Pharos
by Alice Thompson
Genres: Fantasy, Historical Fiction, HorrorPages: 160
Rating:
Synopsis:Set in the early nineteenth century, Pharos is a dazzling ghost story from an award-winning author.
A young woman is washed up on the shores of Jacob's Rock, a remote lighthouse island off the coast of Scotland. She does not know who she is or how she got there. She has no memory. The keeper of the lighthouse and his assistant take her in and feed and clothe her. But this mysterious woman is not all that she seems, and neither is the remote and wind-swept island.
Eerily reminiscent of Turn of the Screw and The Others, Pharos is a breathless tale of the supernatural.
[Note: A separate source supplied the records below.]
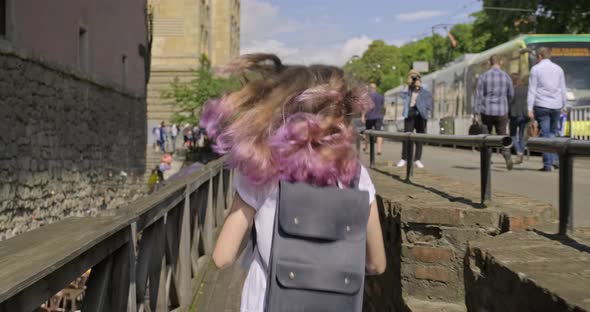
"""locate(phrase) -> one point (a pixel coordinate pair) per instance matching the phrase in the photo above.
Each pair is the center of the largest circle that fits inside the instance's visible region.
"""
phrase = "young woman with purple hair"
(287, 123)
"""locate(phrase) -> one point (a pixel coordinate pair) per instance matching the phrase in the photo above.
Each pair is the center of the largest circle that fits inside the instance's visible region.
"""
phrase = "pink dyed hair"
(290, 123)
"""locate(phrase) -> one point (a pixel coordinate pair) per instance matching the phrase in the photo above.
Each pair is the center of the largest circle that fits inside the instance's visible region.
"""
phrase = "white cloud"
(262, 20)
(336, 54)
(418, 15)
(263, 26)
(270, 46)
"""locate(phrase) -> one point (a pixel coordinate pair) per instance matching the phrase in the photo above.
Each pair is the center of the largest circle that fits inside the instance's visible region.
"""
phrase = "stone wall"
(69, 145)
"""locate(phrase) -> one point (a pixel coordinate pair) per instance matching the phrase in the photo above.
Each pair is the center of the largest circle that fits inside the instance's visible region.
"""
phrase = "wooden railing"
(147, 256)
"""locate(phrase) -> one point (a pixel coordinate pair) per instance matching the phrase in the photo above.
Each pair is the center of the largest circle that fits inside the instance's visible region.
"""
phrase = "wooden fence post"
(209, 223)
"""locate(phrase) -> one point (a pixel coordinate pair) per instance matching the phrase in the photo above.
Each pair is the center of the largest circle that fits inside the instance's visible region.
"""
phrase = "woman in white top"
(288, 123)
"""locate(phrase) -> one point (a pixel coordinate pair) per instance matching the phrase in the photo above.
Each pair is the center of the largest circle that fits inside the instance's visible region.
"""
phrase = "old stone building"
(72, 108)
(184, 30)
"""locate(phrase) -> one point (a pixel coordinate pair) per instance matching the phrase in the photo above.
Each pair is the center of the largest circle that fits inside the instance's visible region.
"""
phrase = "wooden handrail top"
(73, 245)
(30, 257)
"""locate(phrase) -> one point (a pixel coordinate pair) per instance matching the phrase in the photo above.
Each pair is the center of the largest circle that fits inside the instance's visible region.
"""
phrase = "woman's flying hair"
(287, 122)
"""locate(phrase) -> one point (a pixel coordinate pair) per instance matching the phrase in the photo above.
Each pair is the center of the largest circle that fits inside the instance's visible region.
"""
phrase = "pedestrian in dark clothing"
(373, 119)
(163, 137)
(518, 117)
(417, 108)
(494, 92)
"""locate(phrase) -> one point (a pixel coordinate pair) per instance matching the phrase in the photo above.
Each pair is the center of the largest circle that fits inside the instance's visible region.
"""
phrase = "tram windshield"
(574, 59)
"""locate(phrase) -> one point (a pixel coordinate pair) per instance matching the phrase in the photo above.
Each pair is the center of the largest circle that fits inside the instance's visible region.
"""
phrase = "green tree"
(189, 97)
(502, 20)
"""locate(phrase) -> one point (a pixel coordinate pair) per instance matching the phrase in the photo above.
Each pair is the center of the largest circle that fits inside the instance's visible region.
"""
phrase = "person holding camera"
(373, 119)
(417, 108)
(494, 92)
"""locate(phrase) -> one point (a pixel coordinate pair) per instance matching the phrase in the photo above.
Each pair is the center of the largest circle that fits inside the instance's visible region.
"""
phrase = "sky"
(332, 31)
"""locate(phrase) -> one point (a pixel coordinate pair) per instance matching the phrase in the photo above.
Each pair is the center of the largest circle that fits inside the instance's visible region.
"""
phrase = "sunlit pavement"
(464, 164)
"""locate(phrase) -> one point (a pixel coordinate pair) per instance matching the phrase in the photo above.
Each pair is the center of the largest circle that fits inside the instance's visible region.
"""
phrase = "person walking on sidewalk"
(373, 119)
(494, 92)
(163, 137)
(295, 125)
(417, 108)
(173, 135)
(546, 98)
(519, 117)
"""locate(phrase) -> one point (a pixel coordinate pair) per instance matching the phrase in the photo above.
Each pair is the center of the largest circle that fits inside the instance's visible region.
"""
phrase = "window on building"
(83, 49)
(124, 70)
(3, 18)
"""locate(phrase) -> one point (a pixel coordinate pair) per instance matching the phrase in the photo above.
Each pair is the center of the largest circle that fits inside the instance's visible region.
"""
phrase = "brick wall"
(70, 145)
(427, 229)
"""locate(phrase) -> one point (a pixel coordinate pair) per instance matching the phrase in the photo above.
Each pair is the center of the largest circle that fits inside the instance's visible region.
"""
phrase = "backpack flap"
(311, 277)
(327, 213)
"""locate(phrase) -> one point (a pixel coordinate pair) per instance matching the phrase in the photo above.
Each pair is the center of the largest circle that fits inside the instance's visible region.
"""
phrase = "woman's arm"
(376, 262)
(234, 229)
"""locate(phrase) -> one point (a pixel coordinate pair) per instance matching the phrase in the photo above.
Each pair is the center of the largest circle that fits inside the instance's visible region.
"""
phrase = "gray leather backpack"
(317, 260)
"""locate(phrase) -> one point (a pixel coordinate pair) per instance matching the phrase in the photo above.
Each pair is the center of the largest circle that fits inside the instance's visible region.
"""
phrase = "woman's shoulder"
(252, 194)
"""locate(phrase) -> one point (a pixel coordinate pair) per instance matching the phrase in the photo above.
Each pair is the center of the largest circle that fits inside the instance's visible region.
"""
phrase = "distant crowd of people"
(503, 101)
(165, 137)
(417, 109)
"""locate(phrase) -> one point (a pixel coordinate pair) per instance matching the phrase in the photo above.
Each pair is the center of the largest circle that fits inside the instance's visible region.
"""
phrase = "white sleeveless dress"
(263, 199)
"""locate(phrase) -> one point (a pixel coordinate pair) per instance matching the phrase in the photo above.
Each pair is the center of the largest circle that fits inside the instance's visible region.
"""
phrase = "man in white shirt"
(546, 98)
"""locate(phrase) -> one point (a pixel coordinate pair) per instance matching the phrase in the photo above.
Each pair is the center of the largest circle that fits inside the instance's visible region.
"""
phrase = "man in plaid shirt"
(494, 92)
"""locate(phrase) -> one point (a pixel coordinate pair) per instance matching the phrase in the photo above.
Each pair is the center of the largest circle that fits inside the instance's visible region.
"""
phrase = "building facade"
(72, 108)
(183, 30)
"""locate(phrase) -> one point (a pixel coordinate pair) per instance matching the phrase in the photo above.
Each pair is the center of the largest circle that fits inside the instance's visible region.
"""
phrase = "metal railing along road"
(147, 256)
(485, 143)
(565, 148)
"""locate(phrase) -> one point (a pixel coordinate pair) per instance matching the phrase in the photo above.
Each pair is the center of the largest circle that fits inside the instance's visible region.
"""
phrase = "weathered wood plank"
(120, 278)
(97, 293)
(37, 264)
(156, 265)
(220, 201)
(209, 220)
(183, 263)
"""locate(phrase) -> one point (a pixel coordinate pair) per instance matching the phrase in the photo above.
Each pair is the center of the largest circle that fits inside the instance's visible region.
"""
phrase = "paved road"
(523, 179)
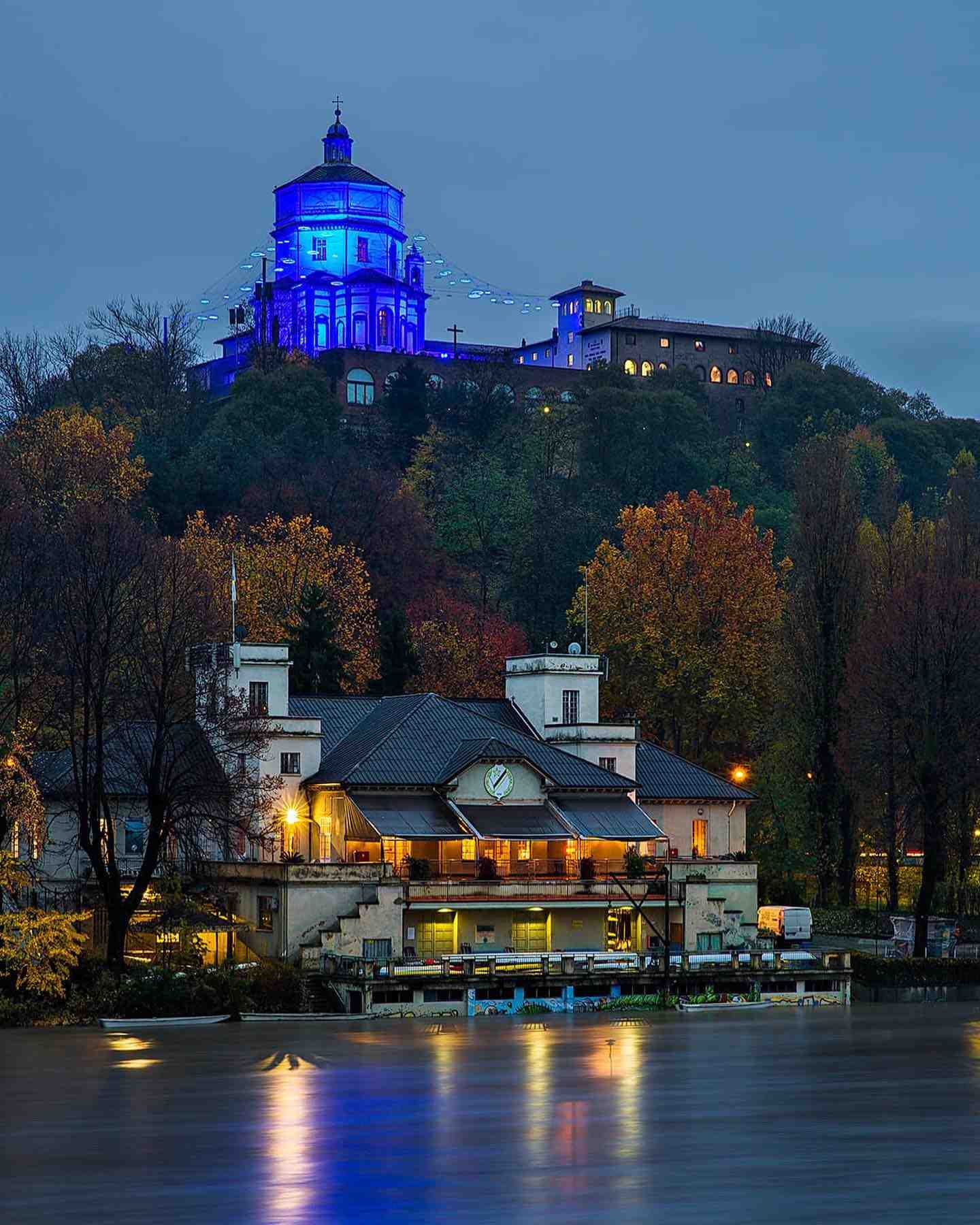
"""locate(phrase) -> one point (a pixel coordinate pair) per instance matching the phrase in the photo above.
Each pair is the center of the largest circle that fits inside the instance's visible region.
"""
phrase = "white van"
(790, 925)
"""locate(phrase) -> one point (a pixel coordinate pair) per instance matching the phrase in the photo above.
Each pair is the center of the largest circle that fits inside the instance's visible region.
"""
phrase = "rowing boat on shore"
(146, 1022)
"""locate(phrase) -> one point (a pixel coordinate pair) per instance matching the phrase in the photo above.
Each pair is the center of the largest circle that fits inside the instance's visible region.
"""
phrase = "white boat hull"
(146, 1022)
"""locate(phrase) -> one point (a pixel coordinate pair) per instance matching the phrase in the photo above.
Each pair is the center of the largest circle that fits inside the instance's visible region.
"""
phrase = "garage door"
(434, 937)
(529, 935)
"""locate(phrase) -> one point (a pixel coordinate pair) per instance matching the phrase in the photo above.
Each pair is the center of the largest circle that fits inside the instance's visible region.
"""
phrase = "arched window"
(361, 387)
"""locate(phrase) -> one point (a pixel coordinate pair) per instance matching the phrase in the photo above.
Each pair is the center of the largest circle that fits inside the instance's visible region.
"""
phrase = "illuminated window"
(700, 837)
(361, 387)
(259, 698)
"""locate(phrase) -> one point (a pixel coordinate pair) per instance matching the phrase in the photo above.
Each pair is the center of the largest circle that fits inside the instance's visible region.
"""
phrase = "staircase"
(378, 917)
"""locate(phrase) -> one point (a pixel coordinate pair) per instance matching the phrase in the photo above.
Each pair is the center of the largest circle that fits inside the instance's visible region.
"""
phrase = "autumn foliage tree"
(459, 649)
(278, 561)
(687, 609)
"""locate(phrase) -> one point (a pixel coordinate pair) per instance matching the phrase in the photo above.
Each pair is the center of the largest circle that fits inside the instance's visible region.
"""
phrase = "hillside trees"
(687, 609)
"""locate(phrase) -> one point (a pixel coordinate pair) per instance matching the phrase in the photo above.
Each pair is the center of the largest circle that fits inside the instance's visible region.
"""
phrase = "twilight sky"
(715, 161)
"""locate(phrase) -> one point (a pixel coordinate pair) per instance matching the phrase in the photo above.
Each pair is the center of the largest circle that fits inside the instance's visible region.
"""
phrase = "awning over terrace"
(608, 816)
(406, 816)
(514, 821)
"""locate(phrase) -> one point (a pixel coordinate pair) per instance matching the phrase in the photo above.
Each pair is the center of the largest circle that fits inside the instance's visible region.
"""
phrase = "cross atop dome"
(337, 142)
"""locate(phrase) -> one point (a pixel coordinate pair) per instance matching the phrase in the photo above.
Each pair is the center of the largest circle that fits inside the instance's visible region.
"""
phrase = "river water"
(782, 1115)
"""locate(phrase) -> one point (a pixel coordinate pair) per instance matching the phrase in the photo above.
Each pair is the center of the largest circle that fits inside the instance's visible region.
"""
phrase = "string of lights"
(446, 280)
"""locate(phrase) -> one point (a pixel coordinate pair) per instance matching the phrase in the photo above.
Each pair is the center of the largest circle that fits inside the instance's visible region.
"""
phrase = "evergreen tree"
(318, 661)
(398, 658)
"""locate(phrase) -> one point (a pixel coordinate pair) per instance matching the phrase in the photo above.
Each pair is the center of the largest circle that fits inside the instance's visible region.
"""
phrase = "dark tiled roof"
(663, 776)
(502, 710)
(608, 816)
(338, 716)
(588, 289)
(408, 741)
(681, 327)
(514, 821)
(129, 747)
(337, 172)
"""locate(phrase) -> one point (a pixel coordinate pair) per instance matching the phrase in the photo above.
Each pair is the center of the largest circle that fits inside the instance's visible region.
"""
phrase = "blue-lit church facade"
(343, 276)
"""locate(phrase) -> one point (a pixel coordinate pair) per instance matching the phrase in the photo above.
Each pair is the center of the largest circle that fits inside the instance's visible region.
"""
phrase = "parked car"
(790, 925)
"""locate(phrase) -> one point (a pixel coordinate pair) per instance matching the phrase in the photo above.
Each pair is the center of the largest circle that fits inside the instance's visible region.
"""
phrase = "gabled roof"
(129, 747)
(336, 172)
(338, 716)
(663, 776)
(408, 741)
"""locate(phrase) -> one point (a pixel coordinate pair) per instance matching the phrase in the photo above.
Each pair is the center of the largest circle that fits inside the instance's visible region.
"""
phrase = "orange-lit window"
(700, 837)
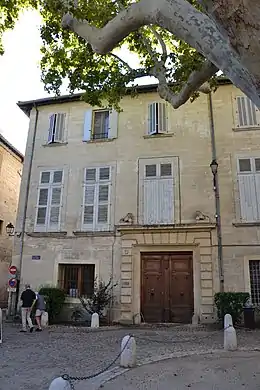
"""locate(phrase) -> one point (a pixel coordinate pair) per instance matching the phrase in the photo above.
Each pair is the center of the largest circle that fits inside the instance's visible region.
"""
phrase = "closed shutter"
(157, 118)
(55, 207)
(87, 125)
(59, 128)
(248, 199)
(158, 201)
(51, 128)
(247, 113)
(42, 207)
(113, 124)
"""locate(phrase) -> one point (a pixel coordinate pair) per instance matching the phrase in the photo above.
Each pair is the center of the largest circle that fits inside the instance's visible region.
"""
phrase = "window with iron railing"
(77, 279)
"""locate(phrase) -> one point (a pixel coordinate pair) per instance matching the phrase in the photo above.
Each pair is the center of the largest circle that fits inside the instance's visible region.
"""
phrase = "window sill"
(47, 234)
(82, 233)
(246, 224)
(159, 135)
(55, 144)
(248, 128)
(97, 141)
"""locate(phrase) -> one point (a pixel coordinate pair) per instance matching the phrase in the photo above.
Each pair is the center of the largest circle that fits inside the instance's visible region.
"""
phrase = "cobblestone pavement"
(229, 371)
(30, 361)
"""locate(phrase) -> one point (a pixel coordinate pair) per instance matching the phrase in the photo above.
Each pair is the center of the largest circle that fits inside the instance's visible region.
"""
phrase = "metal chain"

Alice Thompson’s Pharos is more or less a novella in length, and it’s a ghost story. It’s a bit of a weird one to classify. It creates a sense of unease and wrongness without being exactly creepy, and I’m not sure it entirely works as a whole. The sexual current between two of the characters comes out of nowhere (though it’s unclear if one of them wants it at all), and the narration and lack of proper dialogue just… don’t quite manage to pull things together. There’s not much to care about.
I’m also not sure about the use of voodoo and the history of slavery as a backdrop to the story, which is written by a Scottish author. The use of voodoo and the tragic lives of enslaved people to create a story of a vengeful ghost just feels rather overdone and tired. Many strange things can haunt a lighthouse — why this?
Some of the atmosphere created is admittedly really good, though, the claustrophobic chokingness of a group of four people who are ultimately trapped together, no matter how crazy things get.